Bombing zones throughout Lincoln County
NORTH PLATTE, Neb. (KNOP) - Nebraskans played a large role during war efforts. The large amounts of land and airfields made Nebraska land essential for the war industry. A facility in Hastings built ammunition and bombs were built in Grand Island. Lincoln County’s location made it a prime area for bombing zones. Access to the railroad helped transport ammunition.
“In Lincoln County, we are in the center of the country,” said Jim Griffin, Curator Director of Lincoln County Historical Museum. “There was no way Germany or Japan could get to us and harm those facilities. That’s why they put them all right here.”
In McCook, Nebraska, there was a huge airfield and many soldiers were stationed there. Soldiers underwent extensive training to defend airplanes and learned to shoot at moving objects. There were fields designed for their training.

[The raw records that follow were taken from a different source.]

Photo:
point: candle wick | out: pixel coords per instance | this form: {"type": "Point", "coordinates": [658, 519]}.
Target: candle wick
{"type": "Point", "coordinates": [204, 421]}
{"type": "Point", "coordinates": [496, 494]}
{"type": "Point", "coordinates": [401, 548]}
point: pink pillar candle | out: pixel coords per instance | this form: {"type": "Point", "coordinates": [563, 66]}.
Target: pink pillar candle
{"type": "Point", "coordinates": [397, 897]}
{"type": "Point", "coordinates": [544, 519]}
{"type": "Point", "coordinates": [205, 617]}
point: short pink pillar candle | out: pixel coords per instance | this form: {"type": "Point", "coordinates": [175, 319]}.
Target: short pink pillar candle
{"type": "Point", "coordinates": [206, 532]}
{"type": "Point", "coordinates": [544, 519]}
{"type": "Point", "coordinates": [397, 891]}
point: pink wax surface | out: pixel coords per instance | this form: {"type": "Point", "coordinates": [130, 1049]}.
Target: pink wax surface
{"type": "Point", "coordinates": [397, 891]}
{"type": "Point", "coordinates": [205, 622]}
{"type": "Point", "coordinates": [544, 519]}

Lincoln County’s terrain provided an ideal place for the training grounds. Uninhabited land south of North Platte and two areas near Dickens, Nebraska was transformed into bombing ranges. These ranges had giant areas with targets and facilities. Bombers would come through day and night. They would use flour sacks and real and reduced bombs.
“Those bombing ranges were needed, but they did cause some problems,” said Griffin. “The town of Dickens was bombed with flour sacks because someone mistook their location.”

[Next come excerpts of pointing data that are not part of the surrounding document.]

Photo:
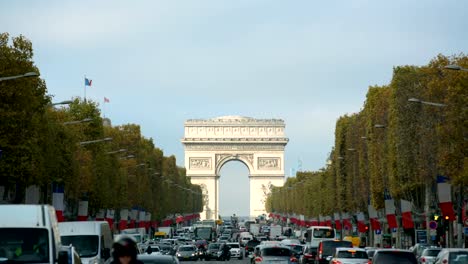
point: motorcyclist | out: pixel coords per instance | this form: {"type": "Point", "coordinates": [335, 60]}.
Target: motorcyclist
{"type": "Point", "coordinates": [226, 254]}
{"type": "Point", "coordinates": [125, 251]}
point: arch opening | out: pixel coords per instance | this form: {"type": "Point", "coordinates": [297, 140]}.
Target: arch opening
{"type": "Point", "coordinates": [234, 191]}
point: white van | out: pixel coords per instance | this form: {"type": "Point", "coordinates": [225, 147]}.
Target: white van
{"type": "Point", "coordinates": [244, 237]}
{"type": "Point", "coordinates": [30, 234]}
{"type": "Point", "coordinates": [92, 239]}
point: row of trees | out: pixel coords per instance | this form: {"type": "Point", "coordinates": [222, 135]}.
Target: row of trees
{"type": "Point", "coordinates": [407, 133]}
{"type": "Point", "coordinates": [42, 145]}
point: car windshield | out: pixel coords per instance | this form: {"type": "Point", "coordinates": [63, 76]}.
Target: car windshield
{"type": "Point", "coordinates": [276, 252]}
{"type": "Point", "coordinates": [391, 257]}
{"type": "Point", "coordinates": [214, 246]}
{"type": "Point", "coordinates": [458, 257]}
{"type": "Point", "coordinates": [431, 252]}
{"type": "Point", "coordinates": [86, 246]}
{"type": "Point", "coordinates": [186, 249]}
{"type": "Point", "coordinates": [352, 254]}
{"type": "Point", "coordinates": [329, 247]}
{"type": "Point", "coordinates": [324, 233]}
{"type": "Point", "coordinates": [24, 245]}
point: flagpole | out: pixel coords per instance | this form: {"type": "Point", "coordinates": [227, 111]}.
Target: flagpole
{"type": "Point", "coordinates": [85, 88]}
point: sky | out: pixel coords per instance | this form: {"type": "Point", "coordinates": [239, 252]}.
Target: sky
{"type": "Point", "coordinates": [162, 62]}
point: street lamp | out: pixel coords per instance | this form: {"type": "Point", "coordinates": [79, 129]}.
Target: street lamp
{"type": "Point", "coordinates": [416, 100]}
{"type": "Point", "coordinates": [61, 103]}
{"type": "Point", "coordinates": [117, 151]}
{"type": "Point", "coordinates": [94, 141]}
{"type": "Point", "coordinates": [455, 67]}
{"type": "Point", "coordinates": [78, 122]}
{"type": "Point", "coordinates": [26, 75]}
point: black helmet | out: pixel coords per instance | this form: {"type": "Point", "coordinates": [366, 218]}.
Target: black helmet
{"type": "Point", "coordinates": [125, 246]}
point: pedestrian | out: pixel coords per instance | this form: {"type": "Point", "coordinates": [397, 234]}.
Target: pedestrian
{"type": "Point", "coordinates": [125, 251]}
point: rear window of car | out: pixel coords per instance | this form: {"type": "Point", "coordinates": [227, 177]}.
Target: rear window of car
{"type": "Point", "coordinates": [277, 252]}
{"type": "Point", "coordinates": [253, 243]}
{"type": "Point", "coordinates": [329, 247]}
{"type": "Point", "coordinates": [390, 257]}
{"type": "Point", "coordinates": [431, 252]}
{"type": "Point", "coordinates": [458, 257]}
{"type": "Point", "coordinates": [351, 254]}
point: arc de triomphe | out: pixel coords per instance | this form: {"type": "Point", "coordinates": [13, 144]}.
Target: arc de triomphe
{"type": "Point", "coordinates": [258, 143]}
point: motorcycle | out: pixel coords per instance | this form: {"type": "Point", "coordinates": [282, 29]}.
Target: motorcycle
{"type": "Point", "coordinates": [224, 255]}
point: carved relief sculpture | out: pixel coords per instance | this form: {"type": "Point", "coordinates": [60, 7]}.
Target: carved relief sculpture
{"type": "Point", "coordinates": [200, 163]}
{"type": "Point", "coordinates": [269, 163]}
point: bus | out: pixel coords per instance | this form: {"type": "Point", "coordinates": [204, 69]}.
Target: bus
{"type": "Point", "coordinates": [315, 234]}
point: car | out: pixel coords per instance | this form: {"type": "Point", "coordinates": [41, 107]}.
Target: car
{"type": "Point", "coordinates": [166, 249]}
{"type": "Point", "coordinates": [212, 251]}
{"type": "Point", "coordinates": [452, 255]}
{"type": "Point", "coordinates": [236, 250]}
{"type": "Point", "coordinates": [223, 239]}
{"type": "Point", "coordinates": [157, 259]}
{"type": "Point", "coordinates": [350, 255]}
{"type": "Point", "coordinates": [370, 252]}
{"type": "Point", "coordinates": [153, 250]}
{"type": "Point", "coordinates": [274, 254]}
{"type": "Point", "coordinates": [384, 256]}
{"type": "Point", "coordinates": [429, 255]}
{"type": "Point", "coordinates": [188, 252]}
{"type": "Point", "coordinates": [326, 248]}
{"type": "Point", "coordinates": [418, 248]}
{"type": "Point", "coordinates": [308, 255]}
{"type": "Point", "coordinates": [250, 245]}
{"type": "Point", "coordinates": [296, 248]}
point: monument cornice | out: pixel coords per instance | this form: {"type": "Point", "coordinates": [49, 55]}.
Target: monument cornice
{"type": "Point", "coordinates": [235, 140]}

Grass fires were also an unfortunate result of the bombing ranges. If you landed within the bombing ranges, fires did not spread.
“We were also producing beef for the war efforts,” said Griffin. “They stressed the importance of hitting your targets. If we had too many grass fires, the cattle can’t eat and we can’t provide beef.”
Back then, residents in McCook, North Platte, Dickens, and surrounding areas were used to the loud thumps and sound of air crafts buzzing. Those sounds were constant reminders that the war was going on.
“It brought the war home to them,” said Griffin. “Between that and the canteen, they knew specific what was going on with the war, because they saw it in their everyday lives.”